Rosemary Sutcliff and her illustrators have featured here before: strangely you might think, under the heading "Jamie Bell's Bottom" That was a post about her Eagle of the Ninth book and subsequent film. That book, and a number of others she wrote, was illustrated by Walter Hodges. This one that I picked up the other day in Chichester is the story of a boy from a Bronze Age Tribe on what are now the South Downs, it is the story of his initiation into manhood in the tribe and his striving to win the warrior's scarlet cloth, hence the title. The illustrations are by Charles Keeping (1924-1988), about whom, for a change, Wikipedia appears to know quite a bit. He was an illustrator, lithographer and children's author in his own right. It was is work for a number of Sutcliff's novels - and she wrote a lot - that brought him to prominence.

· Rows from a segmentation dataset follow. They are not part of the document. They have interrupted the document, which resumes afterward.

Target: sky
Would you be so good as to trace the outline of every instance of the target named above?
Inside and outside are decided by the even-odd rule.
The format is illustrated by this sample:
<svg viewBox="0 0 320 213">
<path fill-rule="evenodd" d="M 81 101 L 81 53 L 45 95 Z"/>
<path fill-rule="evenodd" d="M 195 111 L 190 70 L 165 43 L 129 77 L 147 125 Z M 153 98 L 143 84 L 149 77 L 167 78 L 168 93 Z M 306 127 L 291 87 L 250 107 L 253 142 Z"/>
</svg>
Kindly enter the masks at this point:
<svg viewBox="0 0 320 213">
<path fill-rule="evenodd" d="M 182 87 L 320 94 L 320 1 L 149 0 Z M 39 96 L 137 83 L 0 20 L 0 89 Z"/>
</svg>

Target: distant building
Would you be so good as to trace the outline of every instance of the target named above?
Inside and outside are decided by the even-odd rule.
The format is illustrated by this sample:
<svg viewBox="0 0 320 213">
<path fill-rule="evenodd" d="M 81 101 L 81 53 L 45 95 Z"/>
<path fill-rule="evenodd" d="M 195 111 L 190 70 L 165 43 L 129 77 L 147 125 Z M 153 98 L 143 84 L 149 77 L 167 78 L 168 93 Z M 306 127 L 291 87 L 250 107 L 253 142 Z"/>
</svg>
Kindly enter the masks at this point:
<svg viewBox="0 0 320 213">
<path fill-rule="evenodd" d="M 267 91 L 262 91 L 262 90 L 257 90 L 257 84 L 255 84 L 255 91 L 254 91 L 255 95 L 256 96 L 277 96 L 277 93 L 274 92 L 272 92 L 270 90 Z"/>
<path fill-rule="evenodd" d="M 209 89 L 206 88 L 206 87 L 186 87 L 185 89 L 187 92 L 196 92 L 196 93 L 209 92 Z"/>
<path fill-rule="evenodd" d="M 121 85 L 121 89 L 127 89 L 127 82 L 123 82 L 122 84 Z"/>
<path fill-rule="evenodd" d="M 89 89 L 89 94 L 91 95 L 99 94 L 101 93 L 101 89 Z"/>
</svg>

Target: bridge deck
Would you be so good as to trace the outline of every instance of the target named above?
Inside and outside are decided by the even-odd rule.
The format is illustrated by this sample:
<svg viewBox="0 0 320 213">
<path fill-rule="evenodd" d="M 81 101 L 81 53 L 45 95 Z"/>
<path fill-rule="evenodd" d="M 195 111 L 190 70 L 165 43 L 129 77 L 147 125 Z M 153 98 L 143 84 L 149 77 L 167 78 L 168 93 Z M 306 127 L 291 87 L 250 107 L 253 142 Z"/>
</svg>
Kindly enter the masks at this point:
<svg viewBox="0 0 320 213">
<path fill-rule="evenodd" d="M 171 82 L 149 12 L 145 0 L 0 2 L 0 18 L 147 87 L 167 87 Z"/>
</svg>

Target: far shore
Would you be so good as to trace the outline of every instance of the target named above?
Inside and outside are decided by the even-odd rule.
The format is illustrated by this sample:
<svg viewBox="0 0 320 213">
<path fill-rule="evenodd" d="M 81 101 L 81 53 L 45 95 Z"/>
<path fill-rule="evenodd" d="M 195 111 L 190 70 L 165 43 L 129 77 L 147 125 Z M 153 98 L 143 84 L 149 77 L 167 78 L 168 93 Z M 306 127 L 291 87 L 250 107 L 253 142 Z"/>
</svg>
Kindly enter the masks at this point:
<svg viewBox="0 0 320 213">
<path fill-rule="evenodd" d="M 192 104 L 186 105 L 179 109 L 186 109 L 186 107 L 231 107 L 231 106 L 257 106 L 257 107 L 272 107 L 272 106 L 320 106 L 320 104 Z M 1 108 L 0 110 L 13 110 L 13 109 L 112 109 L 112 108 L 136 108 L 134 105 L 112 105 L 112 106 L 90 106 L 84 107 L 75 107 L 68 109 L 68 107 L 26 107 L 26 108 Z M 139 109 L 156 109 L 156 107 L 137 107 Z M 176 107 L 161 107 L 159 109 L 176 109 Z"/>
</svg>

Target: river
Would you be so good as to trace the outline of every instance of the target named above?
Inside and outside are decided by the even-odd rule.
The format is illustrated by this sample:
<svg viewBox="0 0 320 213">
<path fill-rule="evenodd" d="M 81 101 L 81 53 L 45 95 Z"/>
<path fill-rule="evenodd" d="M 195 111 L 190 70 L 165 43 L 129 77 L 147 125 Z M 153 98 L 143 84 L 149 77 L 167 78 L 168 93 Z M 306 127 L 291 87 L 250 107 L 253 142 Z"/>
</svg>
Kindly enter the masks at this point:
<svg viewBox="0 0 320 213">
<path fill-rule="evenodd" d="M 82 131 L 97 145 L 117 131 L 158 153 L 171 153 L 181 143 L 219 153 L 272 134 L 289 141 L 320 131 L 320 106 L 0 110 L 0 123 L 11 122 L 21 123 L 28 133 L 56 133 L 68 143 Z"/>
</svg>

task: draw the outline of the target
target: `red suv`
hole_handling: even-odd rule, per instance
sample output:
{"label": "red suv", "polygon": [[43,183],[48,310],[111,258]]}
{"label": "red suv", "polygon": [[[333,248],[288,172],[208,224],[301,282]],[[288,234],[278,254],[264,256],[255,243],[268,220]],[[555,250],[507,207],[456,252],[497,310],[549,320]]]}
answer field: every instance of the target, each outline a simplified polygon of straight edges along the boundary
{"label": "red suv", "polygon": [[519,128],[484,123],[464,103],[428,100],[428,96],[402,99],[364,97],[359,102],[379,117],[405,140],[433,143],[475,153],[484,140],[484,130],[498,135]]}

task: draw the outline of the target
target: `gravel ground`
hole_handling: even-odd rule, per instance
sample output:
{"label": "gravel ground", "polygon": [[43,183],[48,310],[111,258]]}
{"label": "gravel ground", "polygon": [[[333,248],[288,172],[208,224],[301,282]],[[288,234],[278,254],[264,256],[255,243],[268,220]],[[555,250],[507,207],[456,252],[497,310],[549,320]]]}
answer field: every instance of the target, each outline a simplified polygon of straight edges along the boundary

More interesting to me is his style. It is, whilst definitely his own, also part of a tradition of illustration from the mid-twentieth century that is particularly prevalent in children's books but which can be seen elsewhere too, which is inky, scribbly, scratchy and sketchy, and yet is still quite controlled and in which, even at the height of the 1950s/60s you can still see the influence of the black and white masters of the turn of the last century in the way that white space and black line are used. I am continually shocked that no-one has yet written the definitive study of this period in illustration and also that this style doesn't yet have a name...!
Illustration for children's books, older children's books, has more or less died a death now but this one shows just how sophisticated it could become with shaped illustrations becoming part of the page layout - not something to be seen in every illustrated book, even in the last century.